Peter Goadsby, MBBS, provides a historical perspective on the evolution of clinical management, and therapies for preventive and acute chronic migraine.
Peter Goadsby, MBBS
PUBLISHED November 06, 2018
Peter Goadsby, MBBS: Migraine management is usually considered in 2 big piles. The first pile is lifestyle advice: someone advises a patient to have regular sleep, regular meals, regular exercise—a regularity of things—and then we discuss treatments, namely 2 broad concepts: acute treatment and preventive treatment. The evolution of acute treatment has been the evolution from relatively nonspecific things that are useful in pain generally—aspirin, acetaminophen, nonsteroidals like naproxen and ibuprofen, the so-called triptans, serotonin 5-HT1B and 1D receptor agonists that were developed in the late 1980s and then first marketed in the 1990s. What we’re seeing at the moment is the continued evolution of these treatments.
As we’ve moved away from the idea that you have to constrict blood vessels, which is wrong, it turns out that all you have to do is turn off those nerve pathways. New medicines are being developed, and what we’re seeing is phase III studies for 2 classes: the 5-HT1F—receptor agonist and ditans—specifically lasmiditan—which turns off trigeminal pathways and doesn’t have a vessel effect; it is also clearly effective in the acute treatment of migraine. Another group of treatments: the gepants, calcitonin gene-related peptide CGRP, and small-molecule receptor antagonists that have no vasoconstrictive effect. Two of them, rimegepant and ubrogepant, are both effective as acute treatments of migraine.
We’re moving away from nonspecific treatments to medicines that are designed for migraine where we understand the pathways; they’re effective and well tolerated. We haven’t done prevention yet; that is going to be next. On the preventive side, what we’ve had forever—as long as I’ve been practicing—is a ragtag collection of treatments from various areas. Specifically propranolol, a blood pressure beta blocker or candesartan; topiramate, from the epilepsy class; and amitriptyline, from the tricyclic class, which is an antidepressant that is also effective as a migraine treatment.

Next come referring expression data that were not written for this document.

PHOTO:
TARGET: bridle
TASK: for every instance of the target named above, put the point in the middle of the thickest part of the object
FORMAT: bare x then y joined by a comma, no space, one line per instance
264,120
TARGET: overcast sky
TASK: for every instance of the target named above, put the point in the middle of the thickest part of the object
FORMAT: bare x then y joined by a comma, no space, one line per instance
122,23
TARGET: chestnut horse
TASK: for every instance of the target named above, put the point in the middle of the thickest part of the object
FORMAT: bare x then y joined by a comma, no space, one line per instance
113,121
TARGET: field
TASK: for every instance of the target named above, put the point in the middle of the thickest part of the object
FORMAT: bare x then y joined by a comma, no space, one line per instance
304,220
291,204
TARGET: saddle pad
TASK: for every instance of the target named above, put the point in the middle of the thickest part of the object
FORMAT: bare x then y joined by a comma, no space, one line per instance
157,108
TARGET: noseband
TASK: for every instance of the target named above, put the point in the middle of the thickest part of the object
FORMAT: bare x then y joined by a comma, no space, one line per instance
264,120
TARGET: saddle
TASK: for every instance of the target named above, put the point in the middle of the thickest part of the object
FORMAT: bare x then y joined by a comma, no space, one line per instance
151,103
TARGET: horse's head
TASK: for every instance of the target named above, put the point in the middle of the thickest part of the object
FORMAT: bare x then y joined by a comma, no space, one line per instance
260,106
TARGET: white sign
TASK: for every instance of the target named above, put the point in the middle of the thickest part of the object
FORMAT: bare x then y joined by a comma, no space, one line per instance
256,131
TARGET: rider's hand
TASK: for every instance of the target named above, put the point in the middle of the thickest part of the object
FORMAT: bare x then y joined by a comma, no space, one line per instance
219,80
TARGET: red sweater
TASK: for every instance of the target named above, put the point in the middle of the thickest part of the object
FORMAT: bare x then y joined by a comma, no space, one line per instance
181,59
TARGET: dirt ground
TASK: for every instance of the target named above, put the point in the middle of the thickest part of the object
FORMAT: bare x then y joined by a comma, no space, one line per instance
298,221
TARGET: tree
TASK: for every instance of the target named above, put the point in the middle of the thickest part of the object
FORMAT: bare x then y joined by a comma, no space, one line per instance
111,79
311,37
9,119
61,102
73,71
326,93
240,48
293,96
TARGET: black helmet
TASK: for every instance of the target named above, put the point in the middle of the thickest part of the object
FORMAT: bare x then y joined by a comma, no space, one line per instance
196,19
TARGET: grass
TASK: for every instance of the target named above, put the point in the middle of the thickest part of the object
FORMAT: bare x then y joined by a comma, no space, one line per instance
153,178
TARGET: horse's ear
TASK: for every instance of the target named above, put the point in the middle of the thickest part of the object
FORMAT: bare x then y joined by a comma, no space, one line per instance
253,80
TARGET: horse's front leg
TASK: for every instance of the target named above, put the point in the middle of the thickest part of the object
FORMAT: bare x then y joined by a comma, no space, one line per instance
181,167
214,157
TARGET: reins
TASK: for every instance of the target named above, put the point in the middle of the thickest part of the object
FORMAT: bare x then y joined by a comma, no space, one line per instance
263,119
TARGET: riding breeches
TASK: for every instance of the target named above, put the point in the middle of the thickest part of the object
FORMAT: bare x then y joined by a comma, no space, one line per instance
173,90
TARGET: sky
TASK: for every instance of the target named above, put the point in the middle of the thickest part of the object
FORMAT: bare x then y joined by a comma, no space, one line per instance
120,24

For the first time, we have a class of specific migraine preventives, the CGRP: calcitonin gene-related peptide pathway monoclonal antibodies.
As we’ve seen developments in preventive acute therapies, the next level of progression is a hybrid or quantum level of thinking. We know that CGRP—pathway blockades from monoclonal antibodies are derived from a new medicine called atogepant in phase II, which is a small molecule receptor antagonist whose pathway could be used as a preventive. We know, from the acute-therapy studies with gepants, rimegepant, and ubrogepant—that they, as well, can be used acutely. What we suddenly come to is a CGRP pathway that works in both acute and preventive therapy. This is really going to change the conversation and comprehension about treatment since it is no longer sensible to say that a patient can only receive a preventive or acute therapy. How we leverage that going forward and how that changes the conversation clinically is going to be exciting in the next short period of development.